Łukasz Żal (Ida, Loving Vincent e Cold War) é o responsável pela cinematografia de Tudo Acaba Agora e o talento por trás da câmara é evidente. Os planos são muito apelativos e elaborados ao pormenor para transmitir as sensações pretendidas. E é precisamente no aspeto audiovisual que o filme deixa marca.

Tudo Acaba Agora

O poder do abstrato

“Estou a pensar em terminar tudo” é o significado do título original (alterado, desnecessariamente como sempre, na versão portuguesa) e a frase que a personagem de Jessie Buckley repete ao longo do filme — sem nunca o expressar. Um desvio do livro, pois este explicita bem o significado da citação.

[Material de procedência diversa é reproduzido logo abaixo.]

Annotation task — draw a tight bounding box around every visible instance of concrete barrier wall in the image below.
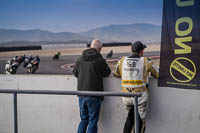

Em vez de optar por clarificar o espectador, Charlie Kaufman escolhe usar a força surreal do Cinema para transmitir as principais mensagens do filme.

Tudo Acaba Agora surpreende o espectador com cortes, aparentemente (mas só) à toa, para cenas sobre a vida de um empregado de limpeza. Personagens regridem e avançam na idade de uma cena para a outra. Vozes intrusivas fazem-se ouvir na mente das personagens. Diálogos com inconsistências propositadas repetem-se. Segmentos musicais de dança e canto começam sem qualquer antecipação. Uma descrição que pode parecer caótica, mas, como o próprio filme, é mais do que simples loucura. A mestria de reunir todas estas imperfeições e nutri-las de um corpo fílmico sólido e belo está ao alcance apenas dos grandes realizadores.

O terceiro ato é o grande desafio aos espetadores. Depois de hora e meia de questões e provocações, Tudo Acaba Agora progride sem nunca dar respostas diretas. Para quem conhece a obra original, sabe que os significados e intenções estão lá, mas tapados por uma camada extra de complexidade que Kaufman opta por criar. Um momento em particular, que reside em movimentos gestuais e não contém uma única linha de diálogo, pode ser o pior ou o melhor momento do filme.

A certo ponto, a personagem de David Thewlis afirma que não gosta de arte abstrata. Quem partilha da opinião muito provavelmente não vai ficar satisfeito com a experiência de Tudo Acaba Agora e a respetiva conclusão. É uma obra impactante para uns e ridícula para outros. Depende das sensibilidades e preferências de cada um. Não obstante, mesmo aceitando que o formato não agrade a todos, o conteúdo está lá e o mérito da sua execução é inegável.

Tudo Acaba Agora

Charlie Kaufman orquestrou uma viagem provocadora. O filme é uma sessão de duas intensas horas de Cinema que não vai largar o espectador durante algum tempo. O puzzle trágico do que atormenta a mente humana é construído de forma desorientante, porém nunca de maneira desleixada. É o contrário — uma precisão infalível de todo o talento envolvido.

Tudo Acaba Agora é o filme mais interessante do ano. Pela forma, pela substância, pela execução, pelo talento e pela mensagem. Às vezes, interessante não quer dizer bom. E para muitos este será o caso. Para esta crítica, é um ótimo trabalho de Charlie Kaufman que merece ser revisto mais do que uma vez e analisado até à exaustão.